- Use MultiQC (github.com/ewels/MultiQC) as main package to process all
QC metrics.
- New install procedure for data: `--datatarget` allows installation of sub-sets
of supplemental data for smaller installs for small RNA only analysis. Also
provides a consistent framework for installing larger data types.
- VEP data no longer installed by default.

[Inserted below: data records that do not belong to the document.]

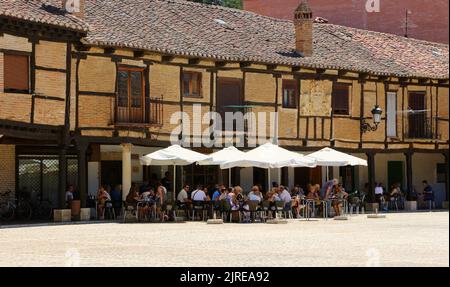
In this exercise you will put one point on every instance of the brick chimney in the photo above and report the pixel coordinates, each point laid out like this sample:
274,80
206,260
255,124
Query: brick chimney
303,22
74,7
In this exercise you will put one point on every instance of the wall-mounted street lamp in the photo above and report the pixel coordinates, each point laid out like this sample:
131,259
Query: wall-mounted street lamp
366,127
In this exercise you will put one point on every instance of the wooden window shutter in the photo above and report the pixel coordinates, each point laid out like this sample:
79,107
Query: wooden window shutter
16,72
341,98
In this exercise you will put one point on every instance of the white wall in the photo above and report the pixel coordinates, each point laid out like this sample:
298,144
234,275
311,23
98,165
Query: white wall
93,177
246,179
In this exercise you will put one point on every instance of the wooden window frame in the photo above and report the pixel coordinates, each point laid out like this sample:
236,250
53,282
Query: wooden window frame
341,112
20,54
200,86
291,85
143,107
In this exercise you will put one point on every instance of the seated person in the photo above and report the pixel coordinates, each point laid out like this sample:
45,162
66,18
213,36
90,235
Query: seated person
338,194
285,196
102,198
199,194
255,194
428,194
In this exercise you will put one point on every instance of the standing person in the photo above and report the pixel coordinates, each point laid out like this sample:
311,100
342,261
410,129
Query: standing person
116,197
328,188
428,193
285,196
297,195
166,182
70,195
159,202
198,194
255,194
379,192
183,200
102,198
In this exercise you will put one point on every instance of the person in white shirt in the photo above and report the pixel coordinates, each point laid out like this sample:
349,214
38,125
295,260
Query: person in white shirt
182,195
198,194
69,195
285,196
255,194
379,191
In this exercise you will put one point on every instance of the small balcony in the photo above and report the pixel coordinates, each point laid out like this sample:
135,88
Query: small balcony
420,127
137,115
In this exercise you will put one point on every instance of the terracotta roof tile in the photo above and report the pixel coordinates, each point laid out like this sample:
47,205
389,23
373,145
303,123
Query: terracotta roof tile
41,11
192,29
185,28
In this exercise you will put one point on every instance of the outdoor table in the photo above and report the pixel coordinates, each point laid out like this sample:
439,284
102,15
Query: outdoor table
343,200
142,203
307,203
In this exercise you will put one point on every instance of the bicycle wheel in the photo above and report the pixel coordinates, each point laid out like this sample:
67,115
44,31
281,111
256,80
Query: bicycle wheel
44,210
6,212
24,211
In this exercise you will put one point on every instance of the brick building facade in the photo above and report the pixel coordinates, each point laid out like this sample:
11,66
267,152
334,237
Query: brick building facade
98,99
429,20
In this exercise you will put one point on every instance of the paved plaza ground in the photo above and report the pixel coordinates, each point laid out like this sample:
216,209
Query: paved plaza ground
405,239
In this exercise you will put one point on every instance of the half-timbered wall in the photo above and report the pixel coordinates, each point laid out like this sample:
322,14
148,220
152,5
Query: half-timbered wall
45,102
311,124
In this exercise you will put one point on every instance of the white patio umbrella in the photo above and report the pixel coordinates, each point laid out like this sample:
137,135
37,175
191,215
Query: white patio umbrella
222,156
270,156
173,155
330,157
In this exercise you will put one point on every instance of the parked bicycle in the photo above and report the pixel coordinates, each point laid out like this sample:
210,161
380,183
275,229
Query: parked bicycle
23,208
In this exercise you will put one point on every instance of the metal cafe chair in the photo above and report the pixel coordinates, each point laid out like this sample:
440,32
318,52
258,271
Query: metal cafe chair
199,207
225,209
109,210
253,206
265,209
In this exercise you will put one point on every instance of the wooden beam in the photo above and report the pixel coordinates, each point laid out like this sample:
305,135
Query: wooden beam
271,67
138,54
167,59
219,64
109,50
245,64
194,61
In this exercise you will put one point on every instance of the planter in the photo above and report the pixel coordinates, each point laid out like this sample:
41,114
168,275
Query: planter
373,207
62,215
411,205
76,209
85,214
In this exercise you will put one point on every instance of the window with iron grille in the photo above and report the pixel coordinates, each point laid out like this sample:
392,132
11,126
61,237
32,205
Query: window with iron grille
290,94
130,97
441,173
38,176
192,84
16,73
341,99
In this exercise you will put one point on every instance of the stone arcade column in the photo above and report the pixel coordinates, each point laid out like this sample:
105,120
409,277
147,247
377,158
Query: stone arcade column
409,175
62,176
82,173
126,169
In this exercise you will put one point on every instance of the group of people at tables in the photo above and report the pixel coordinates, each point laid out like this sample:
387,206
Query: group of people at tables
239,201
151,200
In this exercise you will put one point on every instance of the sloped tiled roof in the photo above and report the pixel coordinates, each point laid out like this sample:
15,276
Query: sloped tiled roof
185,28
191,29
41,11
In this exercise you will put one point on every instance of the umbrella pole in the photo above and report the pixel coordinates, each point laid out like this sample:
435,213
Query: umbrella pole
174,180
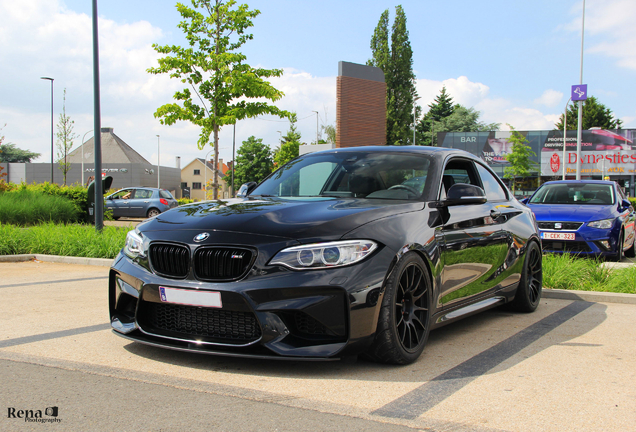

Requires `--datatarget vep`
- During install, `--toolplus` only used for third party tools like GATK and
MuTect and not data installation, which moved to `--datatarget`
- Provide `data_versions.csv` in output folder that has versions of reference
data used in the analysis.
- Use sample description for BAM read group IDs, instead of lane index. This
allows remixing of samples after processing without potential collisions. Thanks
to Neill Gibson.
- Use sample description for file names instead of lane/flowcall information.
Makes re-runs more stable when using template and files easier to interpret.
Back compatible with re-runs of old work directories.
- Finalize support for MuTect2 with validation against the DREAM synthetic 4
dataset (http://imgur.com/CLqJlNF). Thanks to Alessandro (apastore).
- Do not bgzip inputs when they are already gzipped and do not require
parallelization or format conversion. Thanks to Miika Ahdesmaki.
- Use new snpEff annotations (ANN) instead of older approach (EFF). The
new annotations are more interoperable and supported by GEMINI.
- Lazy import of matplotlib libraries to avoid slow startup times.
- Only apply ploidyfix to all female batches to remove Y chromosome. Avoids
confusion with file produced in other cases without any changes.
- Improvement to bcbio CWL integration: support parallel alignment and variant
calling.
- Support for Salmon and RapMap added.
- FastRNA-seq pipeline implemented that does nothing but run Salmon with no QC.
- Singlecell RNA-seq pipeline implemented that uses https://github.com/vals/umis
to handle the UMI and cellular barcode, aligns with RapMap and quantitates
by counting, scaling ambiguous reads by the number of transcripts they could have
come from.
- Migrate bowtie and bowtie2 to handle split input alignments, bgzipped inputs,
and produce sorted, de-duplicated BAM files. This allows use in additional
standard pipelines. Thanks to Luca Beltrame.
- Switch final upload directories for salmon and sailfish results to be of the
form samplename/salmon instead of samplename/salmon/samplename.